Much like the reception that greeted Monty Python’s “The Life of Brian” in 1979, the publication of “The Golden Bough: A Study in Magic and Religion“, by Sir James Frazer, in 1890, caused horror and dismay amongst a large portion of the British public.
Sir James Frazer, a Scottish social anthropologist, with a particular interest in ancient myths and rituals , had in “The Golden Bough” sought to define the shared elements of religious belief. In particular through their common origins in ancient fertility cults that revolved around the periodic sacrifice of a sacred king.
In doing so Frazer, was one of the first to offer a modernist critique of Christianity. In that he openly discussed the death and resurrection of Jesus Christ, dispassionately as a cultural phenomenon, by comparing it with other dying and reviving gods who who were executed at the harvest, and were reincarnated in the spring, like the Egyptian deity Osiris.
Frazer did what Monty Python were to do a century later. Which was to appear to question a fundamental part of the dominant culture.

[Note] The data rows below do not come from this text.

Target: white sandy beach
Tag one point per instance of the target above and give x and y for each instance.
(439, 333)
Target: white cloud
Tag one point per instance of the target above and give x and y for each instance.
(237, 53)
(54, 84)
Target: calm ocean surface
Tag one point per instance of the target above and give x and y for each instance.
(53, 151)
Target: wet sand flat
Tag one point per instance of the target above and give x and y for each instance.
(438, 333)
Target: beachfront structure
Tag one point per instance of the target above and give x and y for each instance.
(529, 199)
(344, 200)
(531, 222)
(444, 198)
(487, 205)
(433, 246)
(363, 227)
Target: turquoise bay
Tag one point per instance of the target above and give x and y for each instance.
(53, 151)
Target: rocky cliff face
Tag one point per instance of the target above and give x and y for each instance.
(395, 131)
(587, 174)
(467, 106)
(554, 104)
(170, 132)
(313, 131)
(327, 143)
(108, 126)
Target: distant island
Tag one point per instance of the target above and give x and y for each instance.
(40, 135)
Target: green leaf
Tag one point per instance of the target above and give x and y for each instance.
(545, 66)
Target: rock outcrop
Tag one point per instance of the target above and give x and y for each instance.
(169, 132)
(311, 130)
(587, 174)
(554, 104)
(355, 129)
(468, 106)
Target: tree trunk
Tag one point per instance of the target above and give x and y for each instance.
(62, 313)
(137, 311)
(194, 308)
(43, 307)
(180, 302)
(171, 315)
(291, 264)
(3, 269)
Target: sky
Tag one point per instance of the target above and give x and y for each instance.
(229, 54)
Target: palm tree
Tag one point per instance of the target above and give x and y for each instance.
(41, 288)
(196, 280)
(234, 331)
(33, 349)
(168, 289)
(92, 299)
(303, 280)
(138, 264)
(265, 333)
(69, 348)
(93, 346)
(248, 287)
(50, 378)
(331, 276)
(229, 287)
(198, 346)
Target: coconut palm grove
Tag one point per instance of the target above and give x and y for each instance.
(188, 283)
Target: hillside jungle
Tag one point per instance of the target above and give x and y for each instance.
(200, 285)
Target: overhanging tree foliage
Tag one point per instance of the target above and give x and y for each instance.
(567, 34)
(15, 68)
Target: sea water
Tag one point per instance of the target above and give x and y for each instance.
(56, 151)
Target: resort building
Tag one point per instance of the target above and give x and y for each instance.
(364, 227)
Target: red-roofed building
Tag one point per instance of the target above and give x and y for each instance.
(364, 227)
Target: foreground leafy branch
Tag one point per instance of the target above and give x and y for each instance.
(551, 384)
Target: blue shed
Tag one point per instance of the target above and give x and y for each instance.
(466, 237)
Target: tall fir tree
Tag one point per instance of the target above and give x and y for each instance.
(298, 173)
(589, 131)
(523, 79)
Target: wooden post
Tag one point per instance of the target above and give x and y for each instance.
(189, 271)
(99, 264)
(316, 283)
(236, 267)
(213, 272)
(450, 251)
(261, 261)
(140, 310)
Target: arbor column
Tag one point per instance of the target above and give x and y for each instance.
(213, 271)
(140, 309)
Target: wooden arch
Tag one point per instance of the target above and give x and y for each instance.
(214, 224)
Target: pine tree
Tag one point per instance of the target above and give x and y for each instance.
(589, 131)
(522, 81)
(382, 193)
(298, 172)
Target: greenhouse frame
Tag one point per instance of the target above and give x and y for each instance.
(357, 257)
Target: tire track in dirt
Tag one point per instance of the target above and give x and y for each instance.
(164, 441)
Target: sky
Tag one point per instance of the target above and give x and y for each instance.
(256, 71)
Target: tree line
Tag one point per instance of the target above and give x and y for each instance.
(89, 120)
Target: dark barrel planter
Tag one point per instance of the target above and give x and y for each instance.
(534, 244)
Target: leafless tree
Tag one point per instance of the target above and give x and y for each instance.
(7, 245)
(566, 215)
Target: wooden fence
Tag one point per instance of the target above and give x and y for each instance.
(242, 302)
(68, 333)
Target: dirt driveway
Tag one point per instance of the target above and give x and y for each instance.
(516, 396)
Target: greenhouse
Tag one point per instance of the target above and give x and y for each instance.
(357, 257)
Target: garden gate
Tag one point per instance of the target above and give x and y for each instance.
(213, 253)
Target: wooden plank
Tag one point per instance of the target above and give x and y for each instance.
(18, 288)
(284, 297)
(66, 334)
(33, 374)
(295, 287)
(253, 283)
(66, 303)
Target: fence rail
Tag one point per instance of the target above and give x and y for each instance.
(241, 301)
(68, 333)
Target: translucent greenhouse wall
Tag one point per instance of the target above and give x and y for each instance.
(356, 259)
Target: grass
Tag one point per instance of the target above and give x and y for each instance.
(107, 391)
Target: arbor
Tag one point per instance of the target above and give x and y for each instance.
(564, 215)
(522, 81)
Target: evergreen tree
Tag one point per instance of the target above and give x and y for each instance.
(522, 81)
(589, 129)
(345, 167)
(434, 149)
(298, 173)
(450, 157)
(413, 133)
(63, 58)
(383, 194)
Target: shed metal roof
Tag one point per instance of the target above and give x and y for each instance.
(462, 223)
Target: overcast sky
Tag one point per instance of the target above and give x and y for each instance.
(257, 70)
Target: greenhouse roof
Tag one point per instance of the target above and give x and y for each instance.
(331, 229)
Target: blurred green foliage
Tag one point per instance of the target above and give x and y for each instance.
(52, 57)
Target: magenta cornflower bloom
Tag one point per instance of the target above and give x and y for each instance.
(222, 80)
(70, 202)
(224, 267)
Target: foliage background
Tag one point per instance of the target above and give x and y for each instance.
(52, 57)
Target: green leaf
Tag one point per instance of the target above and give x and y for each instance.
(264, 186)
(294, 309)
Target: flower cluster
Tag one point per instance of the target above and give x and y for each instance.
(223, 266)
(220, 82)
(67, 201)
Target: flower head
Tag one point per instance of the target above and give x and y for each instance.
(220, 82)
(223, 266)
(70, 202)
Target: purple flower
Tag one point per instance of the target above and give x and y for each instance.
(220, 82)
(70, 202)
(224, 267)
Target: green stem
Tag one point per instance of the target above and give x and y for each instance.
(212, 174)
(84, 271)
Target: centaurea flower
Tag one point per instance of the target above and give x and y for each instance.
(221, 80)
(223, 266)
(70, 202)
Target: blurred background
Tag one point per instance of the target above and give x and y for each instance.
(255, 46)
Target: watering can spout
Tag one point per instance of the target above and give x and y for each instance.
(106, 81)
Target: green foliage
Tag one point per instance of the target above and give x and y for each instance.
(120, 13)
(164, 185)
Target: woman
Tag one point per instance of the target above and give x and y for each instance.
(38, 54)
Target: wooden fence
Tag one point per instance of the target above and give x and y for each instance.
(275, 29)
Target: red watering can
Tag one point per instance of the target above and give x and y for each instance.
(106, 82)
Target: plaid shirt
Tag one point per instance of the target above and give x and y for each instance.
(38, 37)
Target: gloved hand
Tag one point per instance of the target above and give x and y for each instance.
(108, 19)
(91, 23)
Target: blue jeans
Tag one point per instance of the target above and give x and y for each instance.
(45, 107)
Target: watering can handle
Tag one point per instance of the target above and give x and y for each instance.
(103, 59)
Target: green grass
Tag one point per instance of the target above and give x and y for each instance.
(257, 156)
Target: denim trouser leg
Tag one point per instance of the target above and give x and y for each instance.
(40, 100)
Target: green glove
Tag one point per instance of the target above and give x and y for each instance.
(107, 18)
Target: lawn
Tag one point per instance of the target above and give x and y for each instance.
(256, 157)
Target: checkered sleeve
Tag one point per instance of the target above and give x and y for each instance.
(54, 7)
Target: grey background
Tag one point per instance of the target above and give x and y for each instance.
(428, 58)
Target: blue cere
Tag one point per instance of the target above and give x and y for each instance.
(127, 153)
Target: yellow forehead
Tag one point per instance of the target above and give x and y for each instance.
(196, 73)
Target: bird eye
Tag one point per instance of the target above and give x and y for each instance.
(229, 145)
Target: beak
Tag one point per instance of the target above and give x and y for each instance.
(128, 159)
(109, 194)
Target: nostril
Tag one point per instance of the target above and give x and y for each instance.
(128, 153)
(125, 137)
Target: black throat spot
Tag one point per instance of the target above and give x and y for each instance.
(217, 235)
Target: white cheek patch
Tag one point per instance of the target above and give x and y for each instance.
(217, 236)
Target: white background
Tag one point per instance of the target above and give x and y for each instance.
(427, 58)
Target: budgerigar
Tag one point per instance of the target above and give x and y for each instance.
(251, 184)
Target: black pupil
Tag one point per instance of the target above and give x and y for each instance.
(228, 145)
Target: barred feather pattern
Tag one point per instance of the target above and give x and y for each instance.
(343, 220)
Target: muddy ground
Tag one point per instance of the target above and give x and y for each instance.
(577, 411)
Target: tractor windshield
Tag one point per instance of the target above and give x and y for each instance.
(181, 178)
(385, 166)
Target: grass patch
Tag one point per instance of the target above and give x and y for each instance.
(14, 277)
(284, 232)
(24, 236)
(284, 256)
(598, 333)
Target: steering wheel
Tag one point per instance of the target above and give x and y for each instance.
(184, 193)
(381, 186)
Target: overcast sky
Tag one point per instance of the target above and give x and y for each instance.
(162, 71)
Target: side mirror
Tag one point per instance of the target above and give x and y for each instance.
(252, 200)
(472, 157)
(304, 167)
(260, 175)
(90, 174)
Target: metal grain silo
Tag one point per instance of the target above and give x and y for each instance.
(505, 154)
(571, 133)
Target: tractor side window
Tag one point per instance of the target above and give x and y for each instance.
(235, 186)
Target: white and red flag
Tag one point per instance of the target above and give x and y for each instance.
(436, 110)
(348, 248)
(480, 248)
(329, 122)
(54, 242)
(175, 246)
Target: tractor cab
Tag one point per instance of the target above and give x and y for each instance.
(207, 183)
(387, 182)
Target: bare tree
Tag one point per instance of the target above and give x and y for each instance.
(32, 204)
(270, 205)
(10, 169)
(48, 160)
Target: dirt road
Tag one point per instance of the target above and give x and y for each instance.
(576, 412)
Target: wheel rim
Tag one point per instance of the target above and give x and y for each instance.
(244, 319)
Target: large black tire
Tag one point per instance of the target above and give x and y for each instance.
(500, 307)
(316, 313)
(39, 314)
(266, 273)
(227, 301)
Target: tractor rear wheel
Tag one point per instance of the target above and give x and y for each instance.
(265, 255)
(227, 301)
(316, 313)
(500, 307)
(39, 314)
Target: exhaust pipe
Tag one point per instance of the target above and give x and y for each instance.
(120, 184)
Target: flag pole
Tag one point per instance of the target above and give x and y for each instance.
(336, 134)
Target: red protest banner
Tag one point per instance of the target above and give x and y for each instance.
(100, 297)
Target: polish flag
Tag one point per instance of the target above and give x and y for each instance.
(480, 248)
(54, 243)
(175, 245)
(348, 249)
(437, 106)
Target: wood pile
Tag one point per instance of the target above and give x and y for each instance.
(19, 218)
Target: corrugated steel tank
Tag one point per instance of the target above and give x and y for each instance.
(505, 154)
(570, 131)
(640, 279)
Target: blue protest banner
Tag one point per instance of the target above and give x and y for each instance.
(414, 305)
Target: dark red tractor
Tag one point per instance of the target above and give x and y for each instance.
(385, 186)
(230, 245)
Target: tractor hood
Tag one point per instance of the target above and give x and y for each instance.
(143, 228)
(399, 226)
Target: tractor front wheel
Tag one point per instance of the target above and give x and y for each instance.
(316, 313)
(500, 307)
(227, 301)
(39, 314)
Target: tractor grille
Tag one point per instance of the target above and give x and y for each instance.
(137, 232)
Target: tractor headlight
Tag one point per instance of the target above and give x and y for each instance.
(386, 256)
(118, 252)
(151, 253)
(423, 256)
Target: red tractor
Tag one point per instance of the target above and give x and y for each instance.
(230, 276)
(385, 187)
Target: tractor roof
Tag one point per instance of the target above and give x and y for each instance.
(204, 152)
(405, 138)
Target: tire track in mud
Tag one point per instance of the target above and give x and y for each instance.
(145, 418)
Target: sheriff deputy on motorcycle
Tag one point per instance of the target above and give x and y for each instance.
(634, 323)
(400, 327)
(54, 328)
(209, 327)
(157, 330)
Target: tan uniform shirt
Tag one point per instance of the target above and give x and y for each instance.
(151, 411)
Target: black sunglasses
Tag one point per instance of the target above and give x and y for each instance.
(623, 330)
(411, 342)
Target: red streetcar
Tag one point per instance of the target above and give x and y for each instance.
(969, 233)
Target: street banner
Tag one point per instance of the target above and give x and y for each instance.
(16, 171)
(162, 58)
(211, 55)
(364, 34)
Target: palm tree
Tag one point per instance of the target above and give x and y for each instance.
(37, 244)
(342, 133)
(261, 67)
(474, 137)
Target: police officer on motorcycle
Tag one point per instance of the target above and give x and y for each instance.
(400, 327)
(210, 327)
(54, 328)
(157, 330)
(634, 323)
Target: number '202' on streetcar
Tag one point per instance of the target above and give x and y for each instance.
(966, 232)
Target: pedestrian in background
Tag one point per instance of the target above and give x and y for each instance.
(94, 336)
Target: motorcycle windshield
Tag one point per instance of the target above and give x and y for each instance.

The social metanarrative that incorporates Christianity as incontrovertible articles of faith.
In many ways, the reaction to both “The Golden Bough” and the “The Life of Brian” are rather surprising. After all Christian religious belief in Britain has been steadily declining ever since the start of the industrial revolution.
As Karen Armstrong says in her exceptional critical study, “A Short History of Mythology”, a myth “is an event that – in some sense – happened once, but which also happens all the time”.
With the rise of Western science, Protestant reformers began to take the myth out of Christian ritual: after Martin Luther, the Eucharist became “only” a symbol of Christ’s body and Christ’s sacrificial death became “simply a memorial of a bygone event.”
By the time Nietzsche had got around to proclaiming that God was dead, he was speaking the truth, in a sense. “Without myth, cult, ritual and ethical living, a sense of the sacred dies,” says Armstrong.
In contrast, Frazer’s work stresses the common elements of religious and mythological beliefs that can be traced back to the rites of ancient fertility cults. These rites took the form of sympathetic magic, i.e that forces of nature would be influenced by the example acted out in the ritual.
The specific area that interested Frazer was that which involved the worship and sacrifice of a sacred king. This king was the incarnation of a solar deity who each year underwent a mystic marriage to the Earth Goddess, and who was executed at the harvest, and was reincarnated in the spring.
The study begins with the strange story of the “Rex Nemorensis” (often translated as “The King of the Wood”) who was the high priest of the Goddess Diana at her shrine on the Northern shores of Lake Nemi in Italy. Here in the centre of the sacred wood, the priest constantly stood guard to a sacred tree, and if anyone broke off a branch (the Golden Bough itself ) they had the right to challenge the priest to mortal combat. And if they prevailed, they would in turn became the next king, for as long as they could defeat any challengers.
This priesthood of Nemi was immortalised in Macaulay’s poem, “The Lays of Ancient Rome”:
“Those trees in whose dim shadow
The ghastly priest doth reign
The priest who slew the slayer,
And shall himself be slain…”
This tradition continued well into the historical period and was eventually outlawed by the Emperor Caligula. But Frazer saw this as the vestiges of religions where a sacred king must periodically be slain by his rival as part of a fertility rite
We recognise this theme in sources as varied as the Egyptian myth of Isis and Osiris and the English “John Barleycorn”:
There was three men come out o’ the west their fortunes for to try,
And these three men made a solemn vow, John Barleycorn must die,
They ploughed, they sowed, they harrowed him in, throwed clods upon his head,
And these three men made a solemn vow, John Barleycorn was dead.